The Pedestrian Safety Enhancement Act of 2010 requires the National Highway Traffic Safety Administration (NHTSA) to establish a Federal Motor Vehicle Safety Standard (FMVSS 141) mandating minimum sound requirements for electric vehicles (EVs), and hybrid electric vehicles (HEVs). As part of FMVSS 141 development, NHTSA needed to select one sound analysis code (a software program) for sound data processing so that methods used to evaluate vehicle sounds for compliance testing or other purposes would be consistent. Two candidate sound analysis codes, the B&K Code and the Volpe Code, have been used by NHTSA. This paper documents NHTSA’s selection of one of these two for its future use.
Criteria for selecting a sound analysis code were that the code: (1) must give correct results for mathematically-generated test cases, (2) must meet all filter requirements for one-third octave band Class 1 filters contained in ANSI S1.11-2004: Specification of Octave, Half-Octave, and Third-Octave Band Filter Sets, [1], and (3) could be made available outside the Federal government to allow others to perform sound data analyses using NHTSA’s software.
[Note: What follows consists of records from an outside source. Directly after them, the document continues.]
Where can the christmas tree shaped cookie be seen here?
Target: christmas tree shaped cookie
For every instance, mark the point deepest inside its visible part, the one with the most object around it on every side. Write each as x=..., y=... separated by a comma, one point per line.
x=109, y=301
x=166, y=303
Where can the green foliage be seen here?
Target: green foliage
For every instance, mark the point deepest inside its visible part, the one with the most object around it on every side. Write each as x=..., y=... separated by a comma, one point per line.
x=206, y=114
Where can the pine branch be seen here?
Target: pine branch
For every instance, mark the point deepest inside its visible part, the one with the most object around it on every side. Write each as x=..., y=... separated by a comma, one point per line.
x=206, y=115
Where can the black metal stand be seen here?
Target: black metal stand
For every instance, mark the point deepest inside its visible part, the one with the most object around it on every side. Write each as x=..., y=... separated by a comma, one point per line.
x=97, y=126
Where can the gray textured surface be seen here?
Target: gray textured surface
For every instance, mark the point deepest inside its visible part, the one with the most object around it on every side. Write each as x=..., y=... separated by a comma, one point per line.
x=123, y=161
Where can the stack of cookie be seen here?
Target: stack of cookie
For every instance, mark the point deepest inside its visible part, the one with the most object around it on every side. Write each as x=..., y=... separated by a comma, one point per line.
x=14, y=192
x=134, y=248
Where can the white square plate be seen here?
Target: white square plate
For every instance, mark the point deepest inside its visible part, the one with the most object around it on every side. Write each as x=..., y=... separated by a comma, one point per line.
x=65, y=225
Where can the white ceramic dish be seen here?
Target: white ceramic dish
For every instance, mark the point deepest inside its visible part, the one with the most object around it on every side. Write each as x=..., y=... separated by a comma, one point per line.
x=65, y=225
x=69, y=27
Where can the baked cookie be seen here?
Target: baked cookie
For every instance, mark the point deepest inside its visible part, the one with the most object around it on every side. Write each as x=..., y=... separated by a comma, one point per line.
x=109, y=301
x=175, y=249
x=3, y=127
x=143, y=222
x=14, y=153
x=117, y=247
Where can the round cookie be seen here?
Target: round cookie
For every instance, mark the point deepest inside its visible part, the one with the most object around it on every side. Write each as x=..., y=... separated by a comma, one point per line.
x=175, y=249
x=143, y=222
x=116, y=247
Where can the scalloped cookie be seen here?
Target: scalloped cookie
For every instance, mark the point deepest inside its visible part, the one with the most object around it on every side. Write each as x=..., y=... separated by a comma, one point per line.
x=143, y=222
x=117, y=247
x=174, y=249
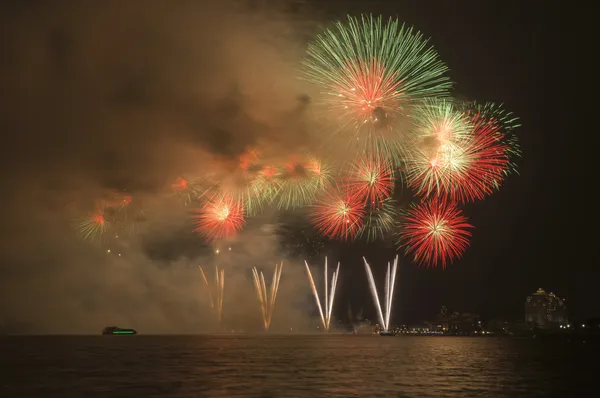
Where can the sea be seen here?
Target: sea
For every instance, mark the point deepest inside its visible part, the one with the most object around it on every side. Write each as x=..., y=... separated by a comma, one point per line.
x=295, y=366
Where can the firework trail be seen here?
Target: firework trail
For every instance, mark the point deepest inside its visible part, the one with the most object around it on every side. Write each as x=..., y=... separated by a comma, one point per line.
x=189, y=190
x=329, y=294
x=435, y=231
x=93, y=227
x=267, y=302
x=370, y=74
x=338, y=215
x=390, y=280
x=370, y=179
x=222, y=216
x=217, y=290
x=460, y=156
x=301, y=180
x=506, y=123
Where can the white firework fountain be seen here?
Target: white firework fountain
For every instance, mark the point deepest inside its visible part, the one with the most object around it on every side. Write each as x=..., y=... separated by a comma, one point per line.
x=390, y=280
x=329, y=294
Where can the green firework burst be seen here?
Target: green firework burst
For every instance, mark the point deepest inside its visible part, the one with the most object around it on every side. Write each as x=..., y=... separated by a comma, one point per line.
x=370, y=74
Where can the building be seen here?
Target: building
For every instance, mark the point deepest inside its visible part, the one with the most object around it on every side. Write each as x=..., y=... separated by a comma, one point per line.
x=456, y=323
x=545, y=310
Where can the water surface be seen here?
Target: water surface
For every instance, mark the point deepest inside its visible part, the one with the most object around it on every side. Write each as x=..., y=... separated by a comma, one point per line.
x=294, y=366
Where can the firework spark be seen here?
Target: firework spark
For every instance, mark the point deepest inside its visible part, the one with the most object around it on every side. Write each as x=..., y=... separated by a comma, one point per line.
x=370, y=73
x=390, y=281
x=329, y=294
x=215, y=291
x=370, y=179
x=94, y=227
x=435, y=231
x=267, y=302
x=221, y=217
x=301, y=180
x=189, y=190
x=465, y=169
x=338, y=216
x=506, y=123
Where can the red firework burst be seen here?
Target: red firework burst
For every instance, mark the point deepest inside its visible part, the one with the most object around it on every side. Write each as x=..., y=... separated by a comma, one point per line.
x=435, y=231
x=222, y=216
x=465, y=169
x=338, y=216
x=370, y=180
x=367, y=86
x=180, y=184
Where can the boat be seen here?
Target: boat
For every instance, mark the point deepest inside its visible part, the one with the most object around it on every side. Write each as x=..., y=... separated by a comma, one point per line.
x=114, y=330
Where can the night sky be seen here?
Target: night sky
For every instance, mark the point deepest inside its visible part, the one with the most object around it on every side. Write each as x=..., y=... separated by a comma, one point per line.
x=508, y=52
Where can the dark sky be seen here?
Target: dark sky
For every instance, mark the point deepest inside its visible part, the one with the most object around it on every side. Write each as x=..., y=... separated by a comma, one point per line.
x=526, y=235
x=507, y=52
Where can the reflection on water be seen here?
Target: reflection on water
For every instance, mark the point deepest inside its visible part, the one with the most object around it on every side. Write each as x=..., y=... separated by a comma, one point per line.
x=316, y=366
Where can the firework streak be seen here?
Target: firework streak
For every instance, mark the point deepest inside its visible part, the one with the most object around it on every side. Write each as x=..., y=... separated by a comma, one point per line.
x=217, y=289
x=267, y=302
x=390, y=280
x=329, y=294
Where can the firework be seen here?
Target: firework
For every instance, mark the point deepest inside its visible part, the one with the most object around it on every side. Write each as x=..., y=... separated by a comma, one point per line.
x=506, y=123
x=370, y=74
x=370, y=179
x=378, y=221
x=435, y=231
x=189, y=190
x=461, y=156
x=329, y=294
x=390, y=281
x=221, y=217
x=338, y=215
x=215, y=290
x=93, y=227
x=250, y=182
x=267, y=302
x=301, y=180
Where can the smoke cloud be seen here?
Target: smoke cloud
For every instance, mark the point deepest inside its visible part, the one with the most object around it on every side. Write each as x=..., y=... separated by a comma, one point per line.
x=113, y=96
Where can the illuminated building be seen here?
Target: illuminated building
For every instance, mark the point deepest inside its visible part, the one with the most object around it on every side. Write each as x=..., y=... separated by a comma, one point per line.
x=545, y=310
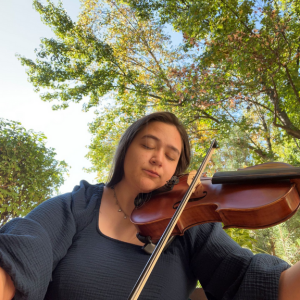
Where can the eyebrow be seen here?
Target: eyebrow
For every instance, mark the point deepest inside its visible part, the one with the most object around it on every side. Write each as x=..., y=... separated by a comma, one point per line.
x=157, y=139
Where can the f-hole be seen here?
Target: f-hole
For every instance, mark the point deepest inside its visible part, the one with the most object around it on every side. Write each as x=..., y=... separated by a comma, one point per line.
x=175, y=205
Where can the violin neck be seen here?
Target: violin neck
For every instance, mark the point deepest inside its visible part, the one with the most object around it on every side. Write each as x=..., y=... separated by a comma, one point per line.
x=256, y=175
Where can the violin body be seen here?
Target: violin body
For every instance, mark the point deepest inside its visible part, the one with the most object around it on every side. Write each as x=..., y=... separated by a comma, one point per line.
x=239, y=205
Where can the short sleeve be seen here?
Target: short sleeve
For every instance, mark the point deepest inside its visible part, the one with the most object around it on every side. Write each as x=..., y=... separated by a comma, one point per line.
x=31, y=247
x=228, y=271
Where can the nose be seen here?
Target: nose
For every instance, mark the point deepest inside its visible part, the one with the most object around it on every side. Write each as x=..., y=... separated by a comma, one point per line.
x=157, y=158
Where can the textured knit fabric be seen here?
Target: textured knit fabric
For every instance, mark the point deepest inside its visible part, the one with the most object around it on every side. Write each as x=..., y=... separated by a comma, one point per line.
x=58, y=252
The B&K and Volpe Codes both did an excellent job of calculating one-third octave band levels when pure tones were input. Both sound analysis codes correctly performed A-weighting. When a composite signal consisting of superimposed pure tones, one at the mid-band frequency of each of 13 one-third octave bands, was input, calculated levels exceeded input amplitudes by a small but acceptable amount.
The one-third octave band filters used by the B&K Code did not fully comply with one-third octave band Class 1 filter specifications contained in ANSI S1.11-2004. S1.11-2004 specifies that Class 1 filters asymptote to an attenuation of 70 dB for both high and low frequencies. For low frequencies, the B&K Code is asymptotic to between 55- and 60-dB attenuation for all one-third octave bands. For some one-third octave bands, there was also a region above the specified one-third octave pass band but below the high frequency region that also did not meet S1.11-2004 specifications. The Volpe Code filters complied with all S1.11-2004 Class 1 filter specifications for all one-third octave bands. For this, and other reasons, the Volpe code has been selected for future NHTSA analyses of vehicle-emitted sound.
Additional details about this research are contained in the NHTSA Technical Report “Selecting a Sound Analysis Code for use with NHTSA Test Procedures to Characterize Vehicle Sounds,” [2].